Вдоль Эльбы в окрестностях Дрездена протянулись гряды невысоких холмов. В древности франки разбили на этих холмах террасы и засадили их виноградом. Эти террасы - не просто уступы; вертикальная часть террас выложена камнем. Нагреваясь днём на солнце, камень ночью отдаёт тепло гроздьям винограда, позволяя им достичь нужной спелости. Ветер с медленно стынущей реки насыщает воздух тёплой влагой до поздней осени. Так виноград успевает вызреть в местах, где ему и расти не положено.
Грунт местами очень податлив; корни растений достигают 15 метровой глубины. Когда идёт дождь, вода легко проникает в почву и растворяет минералы, а корни впитывают этот раствор; именно он придаёт вину вкус. Но кое-где грунт очень плотен; виноград «ленится», его корни разрастаются во все стороны, только не в глубину, где сокрыты те самые минералы и вещества, окрашивающие вкус вина в различные тона и оттенки. Чтобы заставить виноград «трудиться», растения размещают близко друг к другу, и лозы послушно проникают в плотную глубину, насыщаясь вкусом минералов...
Реки часто являются символом нации или страны. Достаточно произнести «Волга», «Днепр», «Миссисипи», «Рейн», чтобы явился некий собирательный образ целого народа. Фольклор полон образов рек как добрых сил, прародителей народа, его покровителей.

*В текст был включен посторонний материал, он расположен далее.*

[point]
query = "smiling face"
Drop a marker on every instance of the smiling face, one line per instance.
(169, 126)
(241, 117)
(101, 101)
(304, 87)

Эльба для меня всегда ассоциировалась со встречей союзников в 1945 году. Наверное, моё сознание тяготеет к уюту и стабильности штампов, ленится узнавать новое. Но в этой ассоциации таилась и небольшая доля предвкушения. Не знаю, может быть, это Эльба своим течением принесла мне столько встреч, а может, само ожидание обострило взгляд и заставило заметить эти встречи. Но теперь у меня есть и моя собственная Эльба, на которой я пережил радость и печаль, и западная граница моего мира отныне пролегает по этой реке. Даст Бог, в моём мире совсем не останется границ, белых пятен и штампов.